Thus, to execute some code, the steps are:

create an instance of Vm;
create a CallStack;
resolve the method to be invoked (generally main);
invoke it.

The type Value was already discussed in the first part, so I will refer you to that discussion for the details.

The execution of a method will often, in turn, invoke other methods - this will be done again via the same invoke API, recursively. We will thus use both our CallStack and CallFrame abstractions, but also the native Rust call stack to execute methods.

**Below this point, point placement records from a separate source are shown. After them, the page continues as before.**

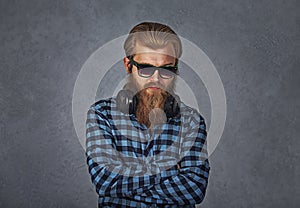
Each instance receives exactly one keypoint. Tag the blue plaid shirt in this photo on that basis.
(133, 166)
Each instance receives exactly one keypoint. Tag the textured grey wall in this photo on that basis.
(253, 44)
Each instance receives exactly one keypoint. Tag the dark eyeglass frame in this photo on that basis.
(173, 69)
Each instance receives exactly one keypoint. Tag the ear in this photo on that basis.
(127, 65)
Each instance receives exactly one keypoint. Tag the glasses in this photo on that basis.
(147, 70)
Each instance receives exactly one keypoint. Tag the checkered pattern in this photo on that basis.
(133, 166)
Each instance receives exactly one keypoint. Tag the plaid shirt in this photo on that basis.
(133, 166)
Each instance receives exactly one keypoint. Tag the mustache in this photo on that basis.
(153, 84)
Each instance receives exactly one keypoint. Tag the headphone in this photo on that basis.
(127, 103)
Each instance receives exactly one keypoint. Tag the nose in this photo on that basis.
(155, 76)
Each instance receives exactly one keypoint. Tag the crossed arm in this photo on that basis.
(186, 185)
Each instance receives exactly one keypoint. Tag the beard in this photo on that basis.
(150, 107)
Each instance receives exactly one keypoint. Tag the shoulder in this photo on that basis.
(190, 114)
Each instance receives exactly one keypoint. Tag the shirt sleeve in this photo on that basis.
(110, 172)
(189, 185)
(186, 187)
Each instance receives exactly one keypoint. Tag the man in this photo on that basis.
(146, 148)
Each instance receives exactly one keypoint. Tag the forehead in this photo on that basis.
(149, 55)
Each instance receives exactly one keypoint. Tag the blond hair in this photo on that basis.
(152, 35)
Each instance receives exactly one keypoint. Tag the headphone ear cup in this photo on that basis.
(125, 101)
(171, 106)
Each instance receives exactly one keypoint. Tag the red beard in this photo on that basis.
(149, 103)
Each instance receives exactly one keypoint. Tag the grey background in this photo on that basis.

As an aside, notice how nice MethodCallResult is, using the power of sum types of Rust! 🤩

Call stack and frames

In RJVM there are two abstractions: a CallFrame represents the invocation of a single method, used to store the local variables, program counter, and the stack. A CallStack is simply a stack of the various call frames - each function invocation will add one entry to the stack, and when a method returns, its frame will be popped. This is the code:

/// A call frame for a single method call inside a [CallStack].
#[derive(Debug)]
pub struct CallFrame<'a> {
    /// The class and method that is being executed
    class_and_method: ClassAndMethod<'a>,

    /// The current program counter
    pc: ProgramCounter,

    /// The locals variables' map of the method
    locals: Vec<Value<'a>>,

    /// The current stack
    stack: ValueStack<'a>,

    /// The bytecode to execute
    code: &'a Vec<u8>,
}

/// Models the program counter, i.e. the address of an instruction
/// in the bytecode of a method
#[derive(Debug, PartialEq, Eq, Clone, Copy, PartialOrd, Ord)]
pub struct ProgramCounter(pub u16);

impl<'a> CallFrame<'a> {
    pub fn new(class_and_method: ClassAndMethod<'a>, locals: Vec<Value<'a>>)
    -> Self { /* ... */ }

    /// Executes the whole method
    pub fn execute(
        &mut self,
        vm: &mut Vm<'a>,
        call_stack: &mut CallStack<'a>,
    ) -> MethodCallResult<'a> {
      /* ... */
    }
}

A few interesting things:

the bytecode being executed is stored directly in the call frame, as a reference, to avoid having to jump through the method references;
the local variables are simply modeled by a Vec;
…but the call stack is implemented via a helper struct named ValueStack. This was done to simplify the implementation and tests of strange instructions such as dup2_x1 and similar.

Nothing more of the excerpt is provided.